Reagan was the last unambiguously successful president this country had. If you don’t believe me, look around for stagflation and the Soviet Union. But the immigration amnesty he signed into law failed, a fact that influences the debate over this issue to this day.
Unlike many of his successors in both parties, Reagan was an honest man. He called legalizing illegal immigrants by the correct name — amnesty — rather than shrouding it in euphemisms and weasel words.
The Gipper also didn’t have the benefit of seeing a similar policy fail before, so his willingness to take a gamble on it is more understandable than Bush or McCain’s. That’s why Pat Buchanan and Pete Wilson were on board.
But we now can see the results. The 1986 amnesty legalized approximately 2.7 million illegal immigrants, a much smaller number than the 11 million estimated today. Washington approved 90 percent of the 1.3 million agricultural workers who sought legal status despite detecting fraud in nearly a third of the applications.
The amnesty was supposed to be balanced with stronger enforcement measures, such as employer sanctions for those who hire illegal immigrants. This remains a major selling point of the “comprehensive” approach to immigration today.
This enforcement turned out to be a bait and switch, like when spending cuts are promised in exchange for tax increases. The amnesty happened and is irreversible. The enforcement has been spotty and in some cases never materialized.
What did materialize was more illegal immigration. By one estimate, illegal immigration increased by 44 percent between 1987 and 1989, from the start of amnesty to its peak. The Congressional Research Service reports that the illegal immigrant population swelled from 3.2 million in 1986 to 12.4 million in 2007, “before leveling off at 11.1 million in 2011.”

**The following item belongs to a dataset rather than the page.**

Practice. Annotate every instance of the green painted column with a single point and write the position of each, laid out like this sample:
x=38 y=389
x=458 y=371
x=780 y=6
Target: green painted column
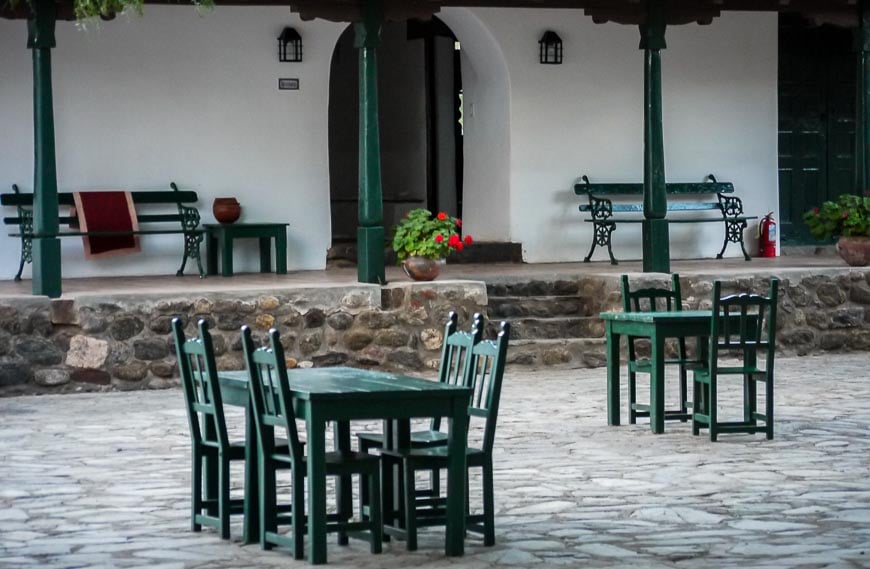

Some analysts believe the number of illegal immigrants reached as high as 20 million. The author of a Bear Stearns report arriving at the figure later told the Wall Street Journal, “The assumption that illegal people will fill out a census form is the most ridiculous concept I have ever heard of.”
It’s also worth noting that four years after amnesty became law, President George H.W. Bush signed a bill increasing legal immigration by 40 percent. Legal immigration has also been higher than in the mid-1980s and illegal immigration still increased.
Many Republicans who want to repeat the Reagan amnesty hope this will improve the party’s standing among Hispanics. But the actual Republican Hispanic vote share decreased between 1984, before amnesty, and 1988, after.
George W. Bush is the only Republican who has ever even arguably benefited from advocating these kinds of immigration policies. And he had been conducting Latino outreach for a decade while being to the left of his party on government spending.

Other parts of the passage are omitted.